On Sun, Feb 26, 2012 at 1:36 PM, Yves Parès <yves.pares@gmail.com> wrote:
Hello,
When I was using C code from Python, the overhead put on calling C code by Python was significant.
To simplify, say I have on C-side two procedures f and g, I do all the stuff to call them in a row from Python, well I'm better off factorizing: adding on C side a wrapper h procedure that calls them both, and then call h from Python, because then I will have half as much overhead:

Instead of SwitchToC -> call f -> SwitchToPython -> SwitchToC -> call g -> SwitchToPython,
the factorization leads to SwitchToC -> call f -> call g -> SwitchToPython,
which gives the same result yet is different performance-wise because each switching has a cost.

This is painful, because if another time I have to call f and j (another function), then I have to make another wrapper.

In Haskell world, now, given that my functions f and g would have been imported using unsafe:

foreign import unsafe "f" f :: Thing -> Foo -> IO ()
foreign import unsafe "g" g :: Stuff -> Bar -> IO ()
foreign import unsafe "h" h :: Thing -> Foo -> Stuff -> Bar -> IO ()

Are
doStuff = f x y >> g z w
and
doStuff = h x y z w
equivalent, or is there an overhead (e.g. due to IO monad, or due to the way the FFI does the calls) when compiled (if need be with optimizations) with GHC?

Each unsafe call to FFI should be pretty fast - I have measured it to be about 15ns on my computer (~30-50 clock cycles). Assuming C implementation of (f;g) and h take about the same time in C, first version of doStuff would likely be a bit slower than second version because of one additional FFI call - I would expect it to take ~15ns more on my computer. From what I have seen in my code, GHC optimizes away IO monad when compiled with -O2 flag. So, impact of IO monad on performance should usually be negligible/close to zero.
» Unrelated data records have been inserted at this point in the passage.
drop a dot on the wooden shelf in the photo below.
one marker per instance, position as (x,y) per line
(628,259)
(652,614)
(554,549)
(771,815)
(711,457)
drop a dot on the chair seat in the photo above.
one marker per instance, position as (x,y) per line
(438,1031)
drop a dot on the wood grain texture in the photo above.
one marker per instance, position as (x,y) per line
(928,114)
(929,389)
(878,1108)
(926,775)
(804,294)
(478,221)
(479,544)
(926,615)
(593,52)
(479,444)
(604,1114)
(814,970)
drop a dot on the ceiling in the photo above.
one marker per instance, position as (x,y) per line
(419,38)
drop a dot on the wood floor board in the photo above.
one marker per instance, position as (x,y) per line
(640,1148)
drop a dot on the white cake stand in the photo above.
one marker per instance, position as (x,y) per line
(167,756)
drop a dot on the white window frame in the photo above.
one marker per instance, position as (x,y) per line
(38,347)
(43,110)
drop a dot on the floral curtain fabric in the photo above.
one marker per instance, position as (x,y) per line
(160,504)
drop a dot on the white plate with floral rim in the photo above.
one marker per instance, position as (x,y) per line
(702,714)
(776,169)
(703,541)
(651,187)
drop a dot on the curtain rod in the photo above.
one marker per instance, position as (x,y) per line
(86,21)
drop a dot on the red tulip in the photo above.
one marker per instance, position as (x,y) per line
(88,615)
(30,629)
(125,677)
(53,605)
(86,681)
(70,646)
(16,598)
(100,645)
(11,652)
Keep in mind that unsafe call to FFI will block the OS capability used up for that FFI thread until that FFI call returns (more here: http://blog.melding-monads.com/category/haskell/). So, if it takes long time to execute, you might want to use the safe version instead. I have seen safe version take about ~150ns in my tests.

Like Jason said, you could create a micro-benchmark to see the difference. For example, like below:

Haskell code:

import Control.Monad (forM_)
import Foreign.C.Types (CInt)
import Data.Time.Clock (diffUTCTime, getCurrentTime)
import Foreign.C


foreign import ccall safe "print"
  printsafe :: CInt -> IO ()
foreign import ccall unsafe "print"
  printunsafe :: CInt -> IO ()


main = do
  let  l = 50000
  a <- getCurrentTime
  forM_ [1..l] $ \x -> printsafe x
  b <- getCurrentTime
  forM_ [1..l] $ \x -> printunsafe x
  c <- getCurrentTime

  print $ "safe call average overhead " ++ show ((diffUTCTime b a)/fromIntegral l)
  print $ "unsafe call average overhead " ++ show ((diffUTCTime c b)/fromIntegral l)


C code:

#include <stdio.h>

void print(int x){
  return;
}